Just the sight of it made her heart race again and sweat began to bead up on her forehead just like the night before. She pointed her flashlight at the web. There was no spider there, but that didn’t mean it wasn’t skulking somewhere close-by, waiting to leap onto her shoulder, or in her hair when she passed under it. Deborah moved the flashlight past the web into the basement itself. The beam could only reach about six feet past the stairs. Beyond that, she saw only blackness. There was another switch at the bottom of the steps, but she couldn’t force herself to move forward.

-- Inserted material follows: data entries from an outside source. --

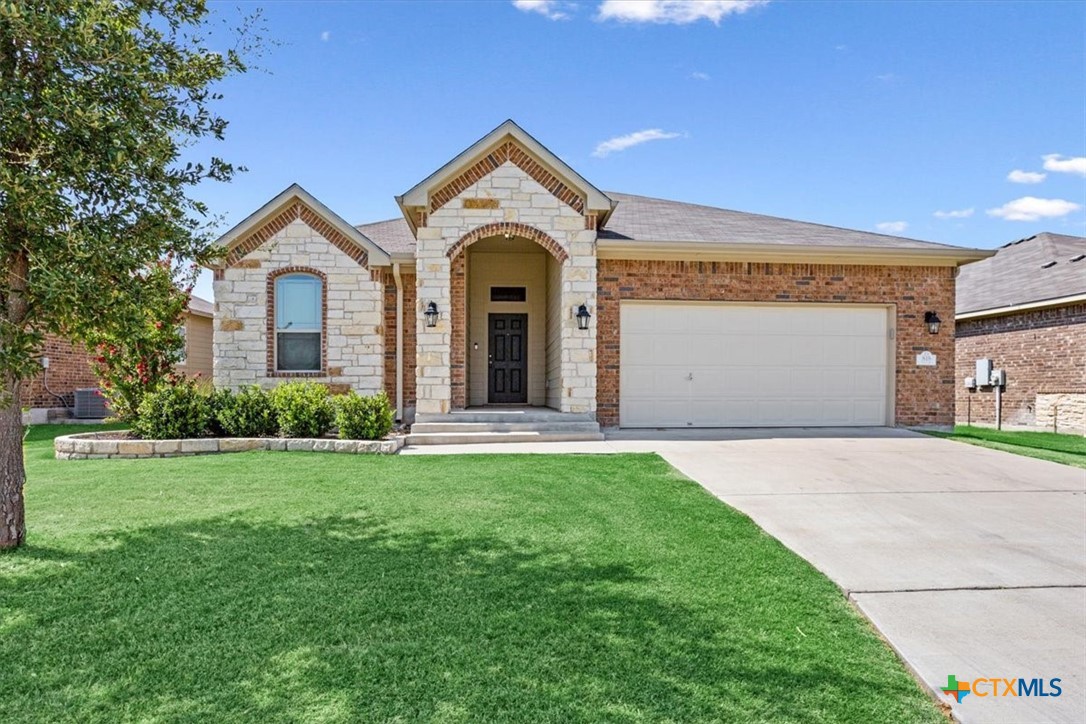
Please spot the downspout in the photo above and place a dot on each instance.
(400, 341)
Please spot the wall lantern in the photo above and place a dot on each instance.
(582, 317)
(431, 314)
(933, 322)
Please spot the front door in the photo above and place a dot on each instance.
(508, 358)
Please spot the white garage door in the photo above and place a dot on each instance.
(740, 366)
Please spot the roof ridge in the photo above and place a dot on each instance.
(778, 218)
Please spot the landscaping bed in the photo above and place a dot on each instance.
(122, 444)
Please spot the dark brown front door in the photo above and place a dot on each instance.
(508, 358)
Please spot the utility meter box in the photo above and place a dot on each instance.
(983, 371)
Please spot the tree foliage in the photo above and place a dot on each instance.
(131, 364)
(101, 103)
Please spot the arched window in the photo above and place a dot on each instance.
(299, 320)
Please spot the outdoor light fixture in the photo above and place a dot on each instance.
(582, 317)
(933, 322)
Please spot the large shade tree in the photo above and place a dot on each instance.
(101, 103)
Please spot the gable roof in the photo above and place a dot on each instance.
(295, 194)
(665, 227)
(1039, 268)
(419, 195)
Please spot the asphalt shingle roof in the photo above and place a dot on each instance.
(1046, 266)
(643, 218)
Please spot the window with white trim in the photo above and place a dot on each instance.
(298, 324)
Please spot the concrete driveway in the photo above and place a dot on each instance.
(971, 561)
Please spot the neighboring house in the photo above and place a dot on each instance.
(71, 366)
(1025, 310)
(544, 291)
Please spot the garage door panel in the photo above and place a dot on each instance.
(725, 365)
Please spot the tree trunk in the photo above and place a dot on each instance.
(12, 472)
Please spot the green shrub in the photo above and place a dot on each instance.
(363, 418)
(174, 410)
(247, 414)
(218, 401)
(303, 409)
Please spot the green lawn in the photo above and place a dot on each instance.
(1069, 449)
(272, 586)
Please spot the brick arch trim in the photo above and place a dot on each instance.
(269, 314)
(502, 228)
(295, 211)
(509, 151)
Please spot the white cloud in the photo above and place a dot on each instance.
(636, 138)
(1056, 162)
(551, 9)
(1025, 177)
(676, 12)
(1031, 208)
(958, 213)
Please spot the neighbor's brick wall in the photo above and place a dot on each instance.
(354, 312)
(924, 395)
(71, 367)
(1044, 352)
(411, 320)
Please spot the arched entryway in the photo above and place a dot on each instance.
(505, 312)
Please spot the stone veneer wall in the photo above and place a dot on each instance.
(924, 395)
(1044, 353)
(512, 197)
(354, 314)
(411, 321)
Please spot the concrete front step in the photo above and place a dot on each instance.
(427, 428)
(483, 437)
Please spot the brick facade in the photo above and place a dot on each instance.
(1043, 351)
(71, 367)
(923, 395)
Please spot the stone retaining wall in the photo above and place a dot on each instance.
(98, 445)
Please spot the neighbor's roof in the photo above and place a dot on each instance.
(1047, 266)
(643, 218)
(201, 306)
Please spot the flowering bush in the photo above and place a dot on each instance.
(139, 353)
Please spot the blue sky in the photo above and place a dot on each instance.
(907, 117)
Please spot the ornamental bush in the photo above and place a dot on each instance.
(174, 410)
(363, 418)
(247, 414)
(303, 409)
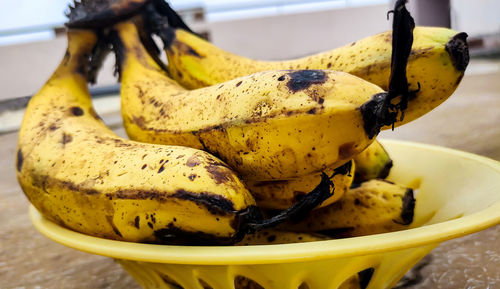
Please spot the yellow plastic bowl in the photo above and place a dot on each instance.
(458, 194)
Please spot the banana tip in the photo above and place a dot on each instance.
(458, 49)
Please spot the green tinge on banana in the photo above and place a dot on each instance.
(376, 206)
(372, 163)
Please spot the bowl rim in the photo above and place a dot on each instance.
(280, 253)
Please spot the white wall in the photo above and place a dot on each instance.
(294, 35)
(25, 67)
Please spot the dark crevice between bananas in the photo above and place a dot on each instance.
(307, 203)
(90, 14)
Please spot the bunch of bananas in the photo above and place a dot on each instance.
(222, 146)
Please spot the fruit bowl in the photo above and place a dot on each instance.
(457, 193)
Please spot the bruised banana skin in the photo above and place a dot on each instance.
(274, 236)
(270, 125)
(372, 163)
(377, 206)
(281, 194)
(79, 174)
(437, 62)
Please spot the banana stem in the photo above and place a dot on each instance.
(299, 210)
(381, 110)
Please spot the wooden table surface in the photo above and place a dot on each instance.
(469, 120)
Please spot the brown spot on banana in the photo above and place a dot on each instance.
(219, 174)
(66, 138)
(76, 111)
(303, 79)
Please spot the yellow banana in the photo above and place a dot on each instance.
(274, 236)
(281, 194)
(437, 62)
(373, 162)
(377, 206)
(269, 125)
(78, 173)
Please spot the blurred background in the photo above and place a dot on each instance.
(32, 37)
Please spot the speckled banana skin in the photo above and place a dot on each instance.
(438, 60)
(78, 173)
(281, 194)
(374, 162)
(377, 206)
(269, 125)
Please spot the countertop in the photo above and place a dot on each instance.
(469, 121)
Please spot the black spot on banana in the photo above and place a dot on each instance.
(78, 173)
(263, 125)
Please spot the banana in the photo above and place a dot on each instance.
(372, 163)
(269, 125)
(377, 206)
(435, 68)
(281, 194)
(78, 173)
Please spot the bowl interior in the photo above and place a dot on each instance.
(457, 193)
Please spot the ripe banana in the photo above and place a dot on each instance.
(377, 206)
(436, 65)
(281, 194)
(78, 173)
(269, 125)
(374, 162)
(273, 236)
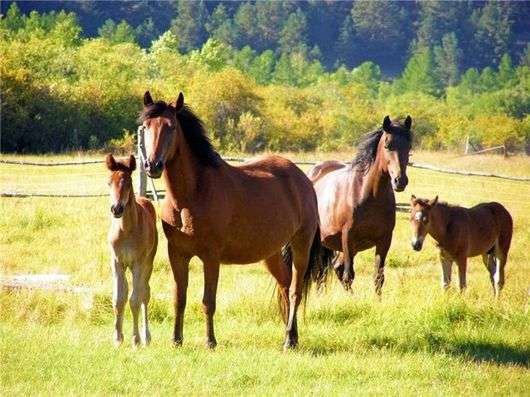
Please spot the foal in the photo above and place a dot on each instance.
(133, 240)
(485, 229)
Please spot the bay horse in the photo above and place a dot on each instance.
(356, 201)
(230, 214)
(133, 241)
(460, 233)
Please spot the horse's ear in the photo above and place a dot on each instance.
(180, 102)
(110, 162)
(433, 202)
(147, 99)
(132, 163)
(386, 124)
(408, 122)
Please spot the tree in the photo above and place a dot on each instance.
(447, 57)
(345, 44)
(506, 75)
(419, 74)
(293, 34)
(189, 24)
(120, 33)
(221, 27)
(368, 74)
(493, 32)
(14, 20)
(246, 23)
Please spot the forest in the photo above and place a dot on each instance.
(285, 75)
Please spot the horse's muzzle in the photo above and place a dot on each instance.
(399, 183)
(117, 210)
(154, 168)
(416, 245)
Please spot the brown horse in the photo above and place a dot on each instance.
(133, 240)
(227, 214)
(485, 229)
(356, 202)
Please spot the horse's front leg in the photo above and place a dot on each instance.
(211, 278)
(447, 263)
(381, 250)
(119, 298)
(348, 274)
(180, 268)
(140, 297)
(462, 272)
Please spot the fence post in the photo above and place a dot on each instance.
(142, 176)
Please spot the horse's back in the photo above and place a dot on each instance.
(320, 169)
(147, 206)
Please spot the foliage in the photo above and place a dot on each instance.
(62, 91)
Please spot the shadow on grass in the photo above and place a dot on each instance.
(476, 351)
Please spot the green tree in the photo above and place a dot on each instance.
(293, 34)
(221, 27)
(493, 32)
(246, 23)
(506, 76)
(447, 57)
(262, 67)
(13, 20)
(189, 23)
(117, 33)
(368, 74)
(419, 74)
(345, 45)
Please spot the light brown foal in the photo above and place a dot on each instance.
(133, 240)
(485, 229)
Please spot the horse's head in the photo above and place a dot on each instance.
(120, 183)
(420, 219)
(162, 133)
(396, 141)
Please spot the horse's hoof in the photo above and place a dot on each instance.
(118, 340)
(136, 340)
(211, 344)
(289, 345)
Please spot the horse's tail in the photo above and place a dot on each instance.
(318, 268)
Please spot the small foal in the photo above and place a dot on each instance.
(485, 229)
(133, 240)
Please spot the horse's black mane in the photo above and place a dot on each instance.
(192, 128)
(367, 147)
(367, 150)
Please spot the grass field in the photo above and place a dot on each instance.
(416, 340)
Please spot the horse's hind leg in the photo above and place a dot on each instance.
(135, 300)
(501, 256)
(301, 246)
(381, 250)
(489, 262)
(119, 298)
(282, 274)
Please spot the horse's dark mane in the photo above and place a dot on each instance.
(192, 128)
(367, 147)
(367, 150)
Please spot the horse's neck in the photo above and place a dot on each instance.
(376, 182)
(129, 219)
(438, 229)
(182, 176)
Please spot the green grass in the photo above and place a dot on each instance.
(417, 340)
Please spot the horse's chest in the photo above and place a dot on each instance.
(126, 251)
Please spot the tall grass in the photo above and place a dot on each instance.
(416, 340)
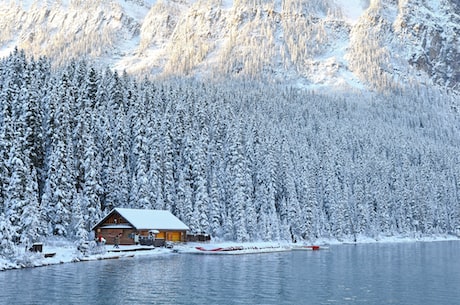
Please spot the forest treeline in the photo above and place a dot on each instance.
(240, 161)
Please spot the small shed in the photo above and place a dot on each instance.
(133, 224)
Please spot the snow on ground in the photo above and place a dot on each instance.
(352, 9)
(67, 252)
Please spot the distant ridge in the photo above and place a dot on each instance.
(358, 44)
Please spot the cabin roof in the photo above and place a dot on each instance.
(142, 219)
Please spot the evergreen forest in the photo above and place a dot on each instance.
(240, 160)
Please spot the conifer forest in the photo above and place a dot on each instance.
(240, 160)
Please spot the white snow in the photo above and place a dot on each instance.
(352, 9)
(152, 219)
(67, 252)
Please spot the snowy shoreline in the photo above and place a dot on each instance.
(65, 251)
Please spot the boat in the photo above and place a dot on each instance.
(238, 250)
(310, 248)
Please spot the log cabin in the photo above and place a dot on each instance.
(146, 224)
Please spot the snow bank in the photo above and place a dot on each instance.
(67, 252)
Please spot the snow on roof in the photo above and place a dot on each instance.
(152, 219)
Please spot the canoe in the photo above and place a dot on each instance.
(310, 248)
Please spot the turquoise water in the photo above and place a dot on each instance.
(400, 273)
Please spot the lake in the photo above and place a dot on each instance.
(391, 273)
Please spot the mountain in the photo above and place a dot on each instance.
(362, 44)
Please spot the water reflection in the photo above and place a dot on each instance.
(413, 273)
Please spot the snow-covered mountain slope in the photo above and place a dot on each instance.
(374, 44)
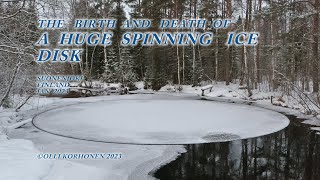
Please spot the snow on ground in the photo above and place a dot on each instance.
(138, 160)
(18, 159)
(136, 163)
(160, 121)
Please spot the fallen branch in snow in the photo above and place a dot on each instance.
(19, 124)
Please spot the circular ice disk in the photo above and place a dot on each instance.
(160, 121)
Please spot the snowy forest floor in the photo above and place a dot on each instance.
(19, 146)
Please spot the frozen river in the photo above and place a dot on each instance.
(146, 129)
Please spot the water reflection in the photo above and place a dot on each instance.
(293, 153)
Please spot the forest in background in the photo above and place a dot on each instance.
(286, 58)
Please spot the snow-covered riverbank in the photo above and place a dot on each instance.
(137, 161)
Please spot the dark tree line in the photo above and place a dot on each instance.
(287, 50)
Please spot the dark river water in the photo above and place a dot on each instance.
(292, 153)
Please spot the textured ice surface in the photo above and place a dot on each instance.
(155, 121)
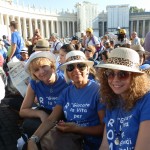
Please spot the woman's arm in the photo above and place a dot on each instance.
(143, 139)
(104, 145)
(48, 124)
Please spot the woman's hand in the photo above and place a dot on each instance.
(32, 145)
(66, 126)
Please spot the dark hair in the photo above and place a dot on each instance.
(67, 48)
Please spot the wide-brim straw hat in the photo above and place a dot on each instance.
(42, 45)
(40, 54)
(76, 56)
(125, 59)
(138, 48)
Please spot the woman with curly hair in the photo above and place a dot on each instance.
(125, 91)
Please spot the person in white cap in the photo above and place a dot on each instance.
(125, 92)
(45, 86)
(79, 102)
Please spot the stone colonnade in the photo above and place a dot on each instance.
(27, 26)
(63, 23)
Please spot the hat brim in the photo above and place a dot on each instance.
(89, 63)
(118, 67)
(41, 54)
(41, 49)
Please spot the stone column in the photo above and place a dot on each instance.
(63, 29)
(41, 27)
(103, 28)
(19, 25)
(52, 26)
(68, 29)
(24, 28)
(47, 29)
(30, 28)
(58, 28)
(137, 27)
(36, 26)
(73, 28)
(143, 30)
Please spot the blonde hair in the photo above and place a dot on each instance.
(133, 94)
(68, 80)
(37, 62)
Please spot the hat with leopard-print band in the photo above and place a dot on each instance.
(124, 59)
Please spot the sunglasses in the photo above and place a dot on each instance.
(121, 75)
(80, 66)
(86, 50)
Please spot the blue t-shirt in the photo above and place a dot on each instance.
(81, 106)
(17, 39)
(47, 95)
(122, 127)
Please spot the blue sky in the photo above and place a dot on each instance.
(69, 4)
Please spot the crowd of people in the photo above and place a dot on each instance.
(95, 88)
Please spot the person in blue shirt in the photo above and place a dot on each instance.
(17, 42)
(44, 87)
(79, 102)
(125, 91)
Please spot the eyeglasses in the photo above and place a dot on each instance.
(88, 50)
(121, 75)
(80, 66)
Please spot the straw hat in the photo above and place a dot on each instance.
(76, 56)
(24, 50)
(39, 54)
(137, 47)
(42, 45)
(123, 59)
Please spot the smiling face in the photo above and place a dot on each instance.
(43, 70)
(62, 56)
(78, 74)
(119, 81)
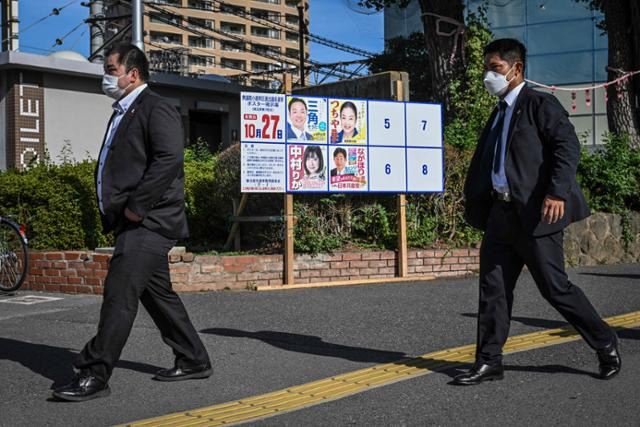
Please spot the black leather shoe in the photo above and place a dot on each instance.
(480, 372)
(179, 374)
(610, 361)
(83, 387)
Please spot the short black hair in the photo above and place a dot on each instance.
(510, 50)
(340, 150)
(131, 57)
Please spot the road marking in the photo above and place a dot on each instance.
(339, 386)
(29, 300)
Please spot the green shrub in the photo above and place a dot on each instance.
(56, 203)
(610, 177)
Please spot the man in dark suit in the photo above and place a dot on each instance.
(139, 181)
(521, 190)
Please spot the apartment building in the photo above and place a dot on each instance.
(243, 38)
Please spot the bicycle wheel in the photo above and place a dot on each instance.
(13, 256)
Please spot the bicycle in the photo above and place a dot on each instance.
(14, 255)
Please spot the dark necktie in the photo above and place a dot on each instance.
(495, 137)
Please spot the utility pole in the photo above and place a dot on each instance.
(136, 17)
(302, 29)
(96, 16)
(10, 25)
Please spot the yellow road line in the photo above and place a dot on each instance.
(338, 386)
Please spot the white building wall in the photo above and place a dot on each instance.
(76, 114)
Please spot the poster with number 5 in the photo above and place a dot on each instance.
(262, 117)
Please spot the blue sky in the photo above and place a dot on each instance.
(332, 19)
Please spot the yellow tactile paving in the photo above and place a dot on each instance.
(358, 381)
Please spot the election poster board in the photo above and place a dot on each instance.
(313, 144)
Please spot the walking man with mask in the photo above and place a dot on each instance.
(521, 190)
(139, 182)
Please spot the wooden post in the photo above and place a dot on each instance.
(288, 214)
(236, 212)
(403, 259)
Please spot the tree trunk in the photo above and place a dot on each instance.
(441, 47)
(622, 109)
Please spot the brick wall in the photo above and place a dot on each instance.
(84, 272)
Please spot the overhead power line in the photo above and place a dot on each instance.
(276, 57)
(54, 12)
(312, 37)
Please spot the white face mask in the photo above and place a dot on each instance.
(496, 83)
(110, 86)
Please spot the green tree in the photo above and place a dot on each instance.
(410, 55)
(441, 22)
(621, 18)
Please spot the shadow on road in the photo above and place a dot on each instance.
(621, 275)
(624, 333)
(311, 345)
(52, 362)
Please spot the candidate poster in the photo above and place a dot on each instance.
(306, 119)
(263, 168)
(347, 121)
(307, 170)
(349, 169)
(262, 117)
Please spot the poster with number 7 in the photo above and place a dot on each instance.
(424, 125)
(262, 117)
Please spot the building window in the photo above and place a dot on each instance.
(262, 66)
(233, 64)
(292, 37)
(167, 2)
(232, 46)
(168, 38)
(267, 15)
(265, 32)
(204, 42)
(201, 61)
(199, 23)
(164, 18)
(292, 53)
(201, 4)
(263, 49)
(231, 9)
(292, 19)
(230, 27)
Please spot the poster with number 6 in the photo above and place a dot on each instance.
(262, 117)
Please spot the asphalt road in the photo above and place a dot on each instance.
(262, 342)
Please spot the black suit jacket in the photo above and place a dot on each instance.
(144, 169)
(541, 159)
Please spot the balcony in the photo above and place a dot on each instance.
(201, 4)
(265, 32)
(199, 23)
(167, 38)
(201, 42)
(231, 28)
(233, 64)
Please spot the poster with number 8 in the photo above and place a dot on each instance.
(262, 117)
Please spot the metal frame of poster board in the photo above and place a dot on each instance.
(409, 174)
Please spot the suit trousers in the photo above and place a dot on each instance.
(505, 249)
(139, 270)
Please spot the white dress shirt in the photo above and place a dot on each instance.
(120, 107)
(499, 179)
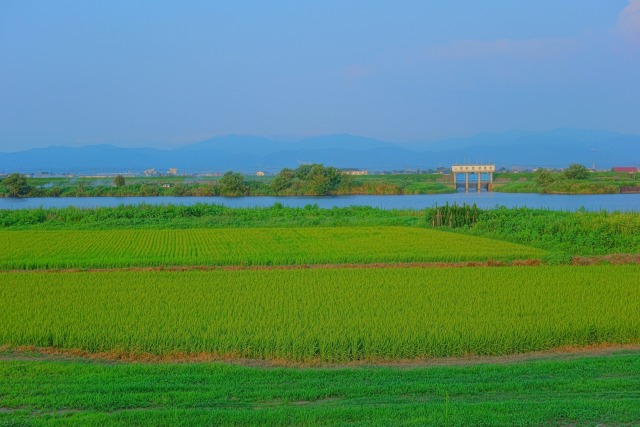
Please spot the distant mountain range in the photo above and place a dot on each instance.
(554, 149)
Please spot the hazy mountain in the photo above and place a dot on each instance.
(247, 153)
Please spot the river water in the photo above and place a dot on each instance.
(608, 202)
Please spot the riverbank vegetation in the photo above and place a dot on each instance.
(574, 180)
(248, 247)
(572, 233)
(312, 180)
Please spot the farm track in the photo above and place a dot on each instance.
(31, 353)
(614, 259)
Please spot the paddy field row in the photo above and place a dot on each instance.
(335, 315)
(46, 249)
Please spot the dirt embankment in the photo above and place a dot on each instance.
(614, 259)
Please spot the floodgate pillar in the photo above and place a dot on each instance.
(479, 176)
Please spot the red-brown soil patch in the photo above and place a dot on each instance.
(565, 352)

They were there. She knew it. Hundreds of them. She thought she heard something scurry across the floor. The sound was faint and far off, so she couldn’t tell for sure if it was real, or just the fear feeding into her imagination.

“I can hear you down there,” she heard herself whisper.

The noise came again, as if it were answering her. Taunting her to come down. She read once that the largest species of spider reported was the Goliath Birdeater, measuring 12 inches in diameter. It was only native to South America, but that fact was of little consolation in her current state.

She felt a knot growing and twisting in the pit of her stomach. She hadn’t even taken a step down, yet her body was trembling all over, and she could feel her heated skin percolating underneath her clothing -- so much that sweat from under her arms and back began soaking into the white blouse she wore.

“This is crazy,” she thought to herself. “You’ve studied these types of phobias, written essays on them, so get over it! Just take a step down. The first one is always the toughest. Then when you reach the bottom of the stairs, turn on the light, and all you will find is an empty basement, and maybe a few cobwebs that have been hanging down there for years.”

But when Deborah tried to move, she couldn’t. She must have stood there in the doorway for ten minutes before she finally gave up and shut the door. By then, she was almost hyperventilating, and felt like throwing up.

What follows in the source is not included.